Die Polizei geht erneut brutal gegen 25 Umweltaktivisten in Moskau vor. Diese wehren sich gegen Rodungen wegen des Baus einer Autobahn.

Protest der Waldschützer in Chimki im vergangenen März. Bild: ap/dapd

BERLIN taz | Erneut sind am Sonntag in dem Moskauer Vorort Chimki mehrere Waldschützer vorübergehend festgenommen worden. Sie hätten sich an einer nicht genehmigten Demonstration beteiligt und Widerstand gegen die Staatsgewalt geleistet, so die Polizei.

Unter den 25 Festgenommenen, die sich gegen den Bau einer Autobahntrasse von Moskau nach St. Petersburg zur Wehr setzen, befanden sich die Sprecherin der Waldschützer von Chimki, Jewgenia Tschirikowa und der Chef der liberalen "Jabloko"-Partei, Sergej Mitrochin.

Die Sonderpolizei Omon sei bei der Verhaftung der Demonstranten sehr brutal vorgegangen, berichtet Mitrochin in seinem Weblog. Während der Haft sei allen Inhaftierten der Kontakt mit ihren Anwälten verwehrt worden.
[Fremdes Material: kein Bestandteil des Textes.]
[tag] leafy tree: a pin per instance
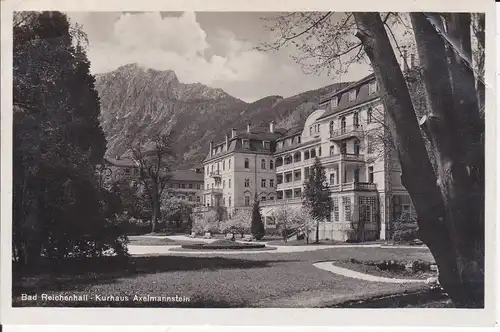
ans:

Nachdem Demonstrierende beobachtet hatten, wie die Festgenommenen direkt im Polizeibus misshandelt wurden, hätten sie versucht, den Bus zu blockieren, berichtet das Internet-Portal "kasparov.ru".

Trotz der Gewaltszenen sprechen die Umweltschützer von einem Erfolg: Das Gericht in Chimki habe die Festgenommenen wegen Formfehlern in den Verhaftungsprotokollen noch am Sonntagabend freigelassen. Zudem seien die sonntäglichen Rodungen blockiert worden.

Unterdessen forderten sechs renommierte Umweltorganisationen, unter ihnen Greenpeace Russland, die russische Sektion des WWF und die russische Union der Vogelschützer, den Rücktritt der Polizeiführung von Chimki. Es könne nicht sein, dass Umweltaktivisten ständig mit einer Verhaftung rechnen müssten und die Überfälle auf diese nicht aufgeklärt würden.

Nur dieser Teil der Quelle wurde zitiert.